Accordingly, we hold that the 180-day period of the Agreement commences only when a prisoner demonstrates at the very least that he has provided the Commonwealth with all the information called for in art. III, including a certificate of inmate status. In particular, the prisoner must provide to his custodian written notice of his place of imprisonment and a proper request for a final disposition; and the custodian must forward the request, together with a certificate of inmate status that includes all the information specified in art. III ( a), to the prosecuting officer and the appropriate court in the Commonwealth. The prisoner must ensure that the Commonwealth has received all of this necessary information. The February 13, 2004, motion for a speedy trial did not meet these requirements and thus did not commence the running of the 180-day period.

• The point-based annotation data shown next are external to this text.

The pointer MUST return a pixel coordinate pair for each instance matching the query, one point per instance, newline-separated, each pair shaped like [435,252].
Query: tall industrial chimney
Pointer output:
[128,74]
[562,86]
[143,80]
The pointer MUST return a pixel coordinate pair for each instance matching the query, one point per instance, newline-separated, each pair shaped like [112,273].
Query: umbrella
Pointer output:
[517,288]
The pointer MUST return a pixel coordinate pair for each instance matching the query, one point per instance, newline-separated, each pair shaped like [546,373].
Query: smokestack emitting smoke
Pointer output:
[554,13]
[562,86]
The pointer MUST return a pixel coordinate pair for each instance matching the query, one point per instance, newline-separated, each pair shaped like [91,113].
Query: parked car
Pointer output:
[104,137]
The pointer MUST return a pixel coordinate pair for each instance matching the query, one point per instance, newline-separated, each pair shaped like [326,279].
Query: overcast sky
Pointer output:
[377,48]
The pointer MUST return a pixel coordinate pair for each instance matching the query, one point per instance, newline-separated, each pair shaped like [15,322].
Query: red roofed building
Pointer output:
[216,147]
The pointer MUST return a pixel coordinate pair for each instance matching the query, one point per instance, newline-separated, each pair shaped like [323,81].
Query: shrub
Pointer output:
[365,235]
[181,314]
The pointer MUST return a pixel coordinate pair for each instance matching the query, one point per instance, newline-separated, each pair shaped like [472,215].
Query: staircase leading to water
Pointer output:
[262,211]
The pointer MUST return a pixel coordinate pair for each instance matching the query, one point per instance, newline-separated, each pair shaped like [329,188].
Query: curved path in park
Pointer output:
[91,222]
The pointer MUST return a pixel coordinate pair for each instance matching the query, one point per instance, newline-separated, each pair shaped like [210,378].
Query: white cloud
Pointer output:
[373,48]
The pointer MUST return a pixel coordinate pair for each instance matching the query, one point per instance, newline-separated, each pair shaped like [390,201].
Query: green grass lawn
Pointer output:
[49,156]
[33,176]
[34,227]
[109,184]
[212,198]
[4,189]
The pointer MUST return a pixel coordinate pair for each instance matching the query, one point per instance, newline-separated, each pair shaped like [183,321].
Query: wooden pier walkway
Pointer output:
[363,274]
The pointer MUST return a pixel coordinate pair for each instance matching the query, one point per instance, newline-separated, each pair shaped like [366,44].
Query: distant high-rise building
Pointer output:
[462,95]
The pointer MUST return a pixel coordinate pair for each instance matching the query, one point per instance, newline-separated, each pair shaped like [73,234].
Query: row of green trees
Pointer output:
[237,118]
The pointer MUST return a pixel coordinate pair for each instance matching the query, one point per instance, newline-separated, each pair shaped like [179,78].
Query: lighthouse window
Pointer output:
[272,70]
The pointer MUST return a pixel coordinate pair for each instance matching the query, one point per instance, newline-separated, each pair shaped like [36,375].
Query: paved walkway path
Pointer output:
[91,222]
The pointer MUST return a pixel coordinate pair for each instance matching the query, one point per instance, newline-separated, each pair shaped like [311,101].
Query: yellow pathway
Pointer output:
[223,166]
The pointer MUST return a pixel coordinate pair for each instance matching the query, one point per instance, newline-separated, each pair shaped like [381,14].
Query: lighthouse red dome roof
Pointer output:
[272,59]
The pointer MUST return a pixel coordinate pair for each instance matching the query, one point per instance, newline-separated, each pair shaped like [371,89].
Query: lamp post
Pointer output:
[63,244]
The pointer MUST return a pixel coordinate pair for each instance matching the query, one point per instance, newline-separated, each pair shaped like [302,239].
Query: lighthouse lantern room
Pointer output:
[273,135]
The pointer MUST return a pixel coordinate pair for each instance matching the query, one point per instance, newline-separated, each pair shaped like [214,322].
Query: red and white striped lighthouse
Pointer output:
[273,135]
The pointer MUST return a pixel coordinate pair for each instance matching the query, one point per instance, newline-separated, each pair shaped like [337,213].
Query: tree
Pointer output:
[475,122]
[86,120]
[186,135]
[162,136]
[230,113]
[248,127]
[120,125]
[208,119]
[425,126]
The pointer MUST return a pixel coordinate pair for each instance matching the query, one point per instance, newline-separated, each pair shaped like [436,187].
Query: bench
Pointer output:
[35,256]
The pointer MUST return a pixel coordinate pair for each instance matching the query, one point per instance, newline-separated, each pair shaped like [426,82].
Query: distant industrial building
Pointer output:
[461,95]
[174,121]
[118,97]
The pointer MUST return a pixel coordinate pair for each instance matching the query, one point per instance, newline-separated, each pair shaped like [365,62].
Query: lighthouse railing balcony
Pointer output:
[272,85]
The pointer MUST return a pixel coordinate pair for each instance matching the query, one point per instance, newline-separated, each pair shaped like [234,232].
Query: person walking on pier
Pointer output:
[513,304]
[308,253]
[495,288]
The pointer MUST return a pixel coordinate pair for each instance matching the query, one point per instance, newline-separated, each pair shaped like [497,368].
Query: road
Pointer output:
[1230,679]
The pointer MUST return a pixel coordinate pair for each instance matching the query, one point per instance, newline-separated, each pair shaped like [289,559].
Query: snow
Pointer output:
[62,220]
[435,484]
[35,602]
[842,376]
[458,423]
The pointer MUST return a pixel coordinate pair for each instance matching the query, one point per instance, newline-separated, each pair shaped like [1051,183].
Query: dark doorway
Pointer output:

3. July 12, 2004, receipt of forms and certificate. It was not until July 12, 2004, that the district attorney and the clerk of the Superior Court in Essex County received the defendant's "Place of Imprisonment" form including his request for disposition, accompanied by the "Certificate of Inmate Status" and the "Offer to Deliver Temporary Custody" completed by the warden at FMC Butner. The 180-day period of art. III therefore began to run on July 12, 2004. The period between September 9, 2004, when the defendant was first scheduled for arraignment before the Superior Court, and September 15, 2004, the continuance date, was properly excluded from the 180-day calculation, since the parties jointly requested a continuance for that period. See Commonwealth v. Baker, 36 Mass. App. Ct. 901, 902 (1994), citing Commonwealth v. Corbin, 25 Mass. App. Ct. 977, 980 (1988). Additionally, the 180-day period was suspended the day the defendant filed his motion to dismiss, and "[t]he clock [did] not start running again until the rescript on this appeal [was] entered in the trial court." Commonwealth v. Petrozziello, 22 Mass. App. Ct. 71, 80, cert. denied, 479 U.S. 852 (1986). As only fifty-nine days passed between July 12, 2004, when the 180-day period was commenced, and September 9, 2004, the Commonwealth did not violate the time limit of art. III of the Agreement, and dismissal on that basis was improper.
Independent of his claims under the Agreement, the defendant argues that he is entitled to dismissal pursuant to the Sixth Amendment to the United States Constitution and art. 11 of the Massachusetts Declaration of Rights, as well as Mass. R. Crim. P. 36 (d) (3), 378 Mass. 909 (1979). As the defendant presented no evidence in support of these arguments at the hearing before the Superior Court judge, we cannot consider these claims as alternate grounds for dismissal. See Commonwealth v. Garcia, 409 Mass. 675, 678-679 (1991), and cases cited.
For these reasons, we reversed the orders of the judge dismissing the indictment against the defendant and "reaffirm[ing]" that dismissal and left the case to stand for further proceedings consistent with the opinion.